Make a instance first, there is a default tag so using tag parameter to specify some queue is optional.

  • constructor
constructor(queuesParam?: Array<{ tag?: string | symbol, limit?: number }>) {

usage:

/** default concurrency is 1*/
const d4c = new D4C()

/** concurrency limit 500 applied on default queues */
const d4c = new D4C([{ concurrency: { limit: 500 } }])

/** setup concurrency for specific queue: "2" */
const d4c = new D4C([{ concurrency: { limit: 100, tag: '2' } }])
  • setConcurrency
d4c.setConcurrency([{ limit: 10 }])

d4c.setConcurrency([{ limit: 10, tag: 'queue2' }])
  • wrap
public wrap<T extends IAnyFn>(
  func: T,
  option?: {
    tag?: string | symbol;
    inheritPreErr?: boolean;
    noBlockCurr?: boolean;
    dropWhenReachLimit?: boolean;
  }
)

If original func is a async function, wrap will return a async function whose parameters and returned value's type (a.k.a. Promise) and value are same as original func.

If original func is a sync function, wrap will return a async function whose parameters are the same as the original function, and returned value's promise generic type is the same as original func. Which means it becomes a awaitable async function, besides queueing.

  • apply
public apply<T extends IAnyFn>(
  func: T,
  option?: {
    tag?: string | symbol;
    inheritPreErr?: boolean;
    noBlockCurr?: boolean;
    dropWhenReachLimit?: boolean;
    args?: Parameters<typeof func>;
  }
)

Almost the same as wrap but just directly executing the original function call, e.g.

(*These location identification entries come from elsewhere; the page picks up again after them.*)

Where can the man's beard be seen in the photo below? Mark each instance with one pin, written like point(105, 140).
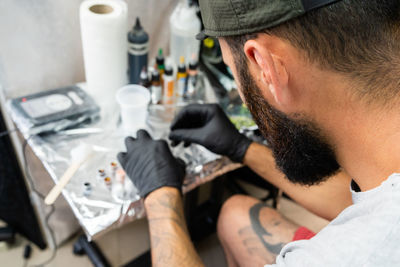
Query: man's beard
point(300, 150)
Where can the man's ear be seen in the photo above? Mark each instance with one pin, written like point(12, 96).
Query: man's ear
point(272, 72)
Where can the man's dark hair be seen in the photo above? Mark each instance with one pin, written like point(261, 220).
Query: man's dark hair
point(358, 38)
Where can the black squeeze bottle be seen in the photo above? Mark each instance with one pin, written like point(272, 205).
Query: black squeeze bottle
point(138, 49)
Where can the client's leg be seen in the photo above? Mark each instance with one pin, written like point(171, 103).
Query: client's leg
point(251, 233)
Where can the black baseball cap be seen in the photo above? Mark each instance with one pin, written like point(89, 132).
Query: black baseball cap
point(234, 17)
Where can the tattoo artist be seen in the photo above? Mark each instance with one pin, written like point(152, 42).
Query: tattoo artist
point(321, 79)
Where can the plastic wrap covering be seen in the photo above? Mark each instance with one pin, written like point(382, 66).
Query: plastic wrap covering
point(100, 204)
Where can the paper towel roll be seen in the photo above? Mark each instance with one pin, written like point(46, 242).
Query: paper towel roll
point(104, 27)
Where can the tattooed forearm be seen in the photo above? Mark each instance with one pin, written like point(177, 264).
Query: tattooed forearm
point(170, 241)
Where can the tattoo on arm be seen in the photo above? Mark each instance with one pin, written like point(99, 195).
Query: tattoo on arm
point(170, 241)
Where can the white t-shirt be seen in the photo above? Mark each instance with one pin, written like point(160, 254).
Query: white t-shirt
point(365, 234)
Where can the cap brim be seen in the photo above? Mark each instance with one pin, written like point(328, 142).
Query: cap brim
point(201, 36)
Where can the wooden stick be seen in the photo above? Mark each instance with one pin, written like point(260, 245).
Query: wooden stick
point(56, 191)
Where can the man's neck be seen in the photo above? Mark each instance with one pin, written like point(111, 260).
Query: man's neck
point(367, 143)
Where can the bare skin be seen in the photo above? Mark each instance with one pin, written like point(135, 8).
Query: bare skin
point(251, 233)
point(170, 241)
point(365, 144)
point(326, 200)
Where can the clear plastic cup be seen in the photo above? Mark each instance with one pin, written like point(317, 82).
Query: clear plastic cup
point(133, 101)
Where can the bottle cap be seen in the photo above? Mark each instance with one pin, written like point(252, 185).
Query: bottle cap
point(143, 74)
point(181, 66)
point(168, 70)
point(193, 64)
point(160, 58)
point(155, 77)
point(137, 35)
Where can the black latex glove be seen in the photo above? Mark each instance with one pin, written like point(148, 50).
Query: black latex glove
point(150, 164)
point(209, 126)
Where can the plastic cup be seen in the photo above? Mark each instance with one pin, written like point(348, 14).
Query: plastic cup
point(133, 100)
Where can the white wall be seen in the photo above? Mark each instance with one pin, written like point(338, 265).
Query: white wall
point(40, 45)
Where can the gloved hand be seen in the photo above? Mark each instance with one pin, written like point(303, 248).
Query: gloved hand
point(150, 164)
point(209, 126)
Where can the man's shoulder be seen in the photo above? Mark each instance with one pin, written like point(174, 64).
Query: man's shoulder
point(364, 234)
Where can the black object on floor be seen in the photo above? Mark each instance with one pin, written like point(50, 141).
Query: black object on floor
point(83, 246)
point(143, 260)
point(7, 234)
point(15, 206)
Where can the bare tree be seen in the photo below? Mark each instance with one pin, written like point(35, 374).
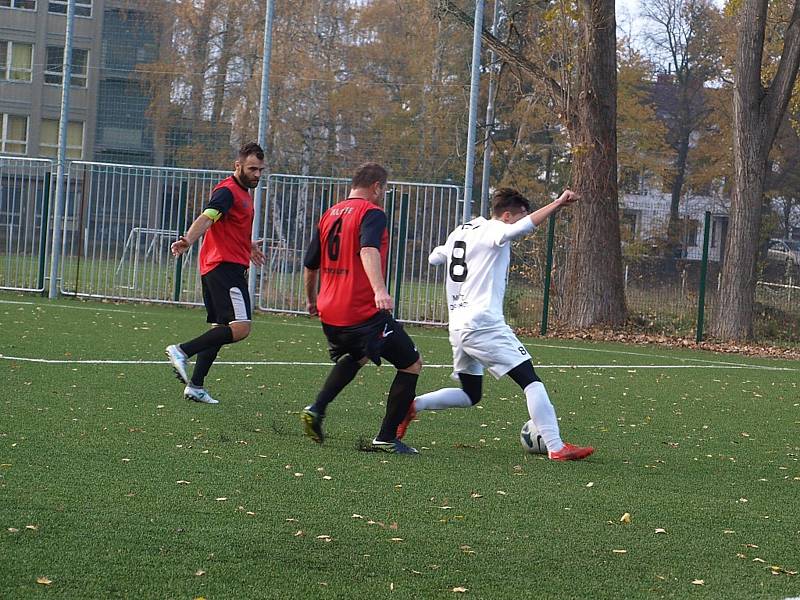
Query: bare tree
point(759, 104)
point(683, 39)
point(583, 91)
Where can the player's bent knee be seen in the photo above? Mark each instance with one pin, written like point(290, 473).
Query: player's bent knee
point(415, 369)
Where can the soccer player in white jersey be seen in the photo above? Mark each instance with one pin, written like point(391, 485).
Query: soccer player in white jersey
point(477, 255)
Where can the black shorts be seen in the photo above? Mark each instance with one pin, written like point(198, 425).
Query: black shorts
point(380, 336)
point(225, 294)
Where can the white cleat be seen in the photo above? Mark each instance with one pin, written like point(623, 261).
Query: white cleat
point(179, 362)
point(198, 395)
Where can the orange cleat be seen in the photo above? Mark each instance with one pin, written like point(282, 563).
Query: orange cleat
point(570, 452)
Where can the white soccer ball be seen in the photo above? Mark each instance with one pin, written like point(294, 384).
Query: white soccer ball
point(531, 440)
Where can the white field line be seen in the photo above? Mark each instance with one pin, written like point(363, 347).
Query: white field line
point(445, 337)
point(280, 363)
point(70, 307)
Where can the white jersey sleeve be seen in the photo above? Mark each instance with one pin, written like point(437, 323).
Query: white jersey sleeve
point(511, 232)
point(438, 256)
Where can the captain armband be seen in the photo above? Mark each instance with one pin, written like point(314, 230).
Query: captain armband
point(213, 214)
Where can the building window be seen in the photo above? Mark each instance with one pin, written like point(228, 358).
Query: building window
point(22, 4)
point(83, 8)
point(16, 61)
point(13, 134)
point(55, 66)
point(690, 228)
point(48, 139)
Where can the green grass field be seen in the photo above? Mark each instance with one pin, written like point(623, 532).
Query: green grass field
point(112, 486)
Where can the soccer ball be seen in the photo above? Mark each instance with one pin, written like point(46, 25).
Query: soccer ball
point(531, 440)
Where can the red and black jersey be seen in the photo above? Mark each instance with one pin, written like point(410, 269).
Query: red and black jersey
point(346, 296)
point(229, 239)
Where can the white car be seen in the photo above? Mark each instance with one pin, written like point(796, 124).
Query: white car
point(784, 251)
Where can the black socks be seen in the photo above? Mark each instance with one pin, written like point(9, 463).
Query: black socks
point(401, 395)
point(342, 373)
point(213, 338)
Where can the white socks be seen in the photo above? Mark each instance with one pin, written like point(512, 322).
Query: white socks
point(441, 399)
point(544, 415)
point(539, 408)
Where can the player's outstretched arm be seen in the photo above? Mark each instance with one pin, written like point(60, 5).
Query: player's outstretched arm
point(540, 216)
point(201, 224)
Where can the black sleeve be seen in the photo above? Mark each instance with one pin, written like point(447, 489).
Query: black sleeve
point(313, 253)
point(372, 227)
point(221, 200)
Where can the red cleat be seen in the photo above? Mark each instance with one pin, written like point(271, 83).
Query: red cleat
point(410, 416)
point(570, 452)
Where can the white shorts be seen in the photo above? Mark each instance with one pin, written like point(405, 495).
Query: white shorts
point(497, 349)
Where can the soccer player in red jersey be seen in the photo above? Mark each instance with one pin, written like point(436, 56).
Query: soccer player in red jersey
point(225, 255)
point(347, 259)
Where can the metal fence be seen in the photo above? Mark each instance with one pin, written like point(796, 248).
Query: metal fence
point(24, 215)
point(119, 222)
point(420, 216)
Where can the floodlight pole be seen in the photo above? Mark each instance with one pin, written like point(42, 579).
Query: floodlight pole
point(263, 121)
point(474, 88)
point(487, 151)
point(58, 215)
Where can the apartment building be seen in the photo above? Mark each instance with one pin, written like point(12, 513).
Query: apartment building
point(108, 104)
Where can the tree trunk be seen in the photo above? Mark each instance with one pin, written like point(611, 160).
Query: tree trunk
point(757, 112)
point(594, 287)
point(673, 228)
point(221, 77)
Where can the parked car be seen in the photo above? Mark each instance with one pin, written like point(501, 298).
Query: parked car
point(784, 251)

const newFunc = d4c.wrap(asyncFun, { tag: "queue1" })
newFunc("asyncFun_arg1", "asyncFun_arg2");)

becomes

d4c.apply(asyncFun, { args: ['asyncFun_arg1'], tag: 'queue1' })

Changelog

Check here

Appendix

I use babel-node index.js with the following setting to test.

babel.config.json

{
  "presets": ["@babel/preset-env"],
  "plugins": [
    [
      "@babel/plugin-proposal-decorators",
      {
        "legacy": true
      }
    ]
  ]
}

CRACO setting

Follow its site, CRACO.

  1. yarn add @craco/craco
  2. Replace react-scripts with craco in package.json
  3. yarn add @babel/preset-env @babel/plugin-proposal-decorators
  4. Touch craco.config.js and modify its content as the following
  5. Then just yarn start.

craco.config.js (roughly same as babel.config.json):

module.exports = {
  babel: {
    presets: [['@babel/preset-env']],
    plugins: [['@babel/plugin-proposal-decorators', { legacy: true }]],
    loaderOptions: {},
    loaderOptions: (babelLoaderOptions, { env, paths }) => {
      return babelLoaderOptions
    },
  },
}

Angular service example

import { Injectable } from '@angular/core'
import { QConcurrency, concurrent } from 'd4c-queue'

// can be placed below @Injectable, too
@QConcurrency([{ limit: 1 }])
@Injectable({
  providedIn: 'root',
})
export class HeroService {
  @concurrent
  async task1() {
    await wait(5 * 1000)
  }

  @concurrent
  async task2() {
    await wait(1 * 1000)
  }
}

Use latest GitHub code of this library

  1. git clone this repo
  2. in cloned project folder, yarn link
  3. yarn test or yarn build
  4. in your project, yarn link d4c-queue. Do above ES6/CommonJS import to start to use.
  5. in your project, yarn unlink d4c-queue to uninstall.

The development environment of this library is Node.js v15.14.0 & Visual Studio Code. TypeScript 4.2.3 is also used and will be automatically installed in node_modules. typescript-starter is used to generate two builds, main and module via its setting. Some example code is in tests.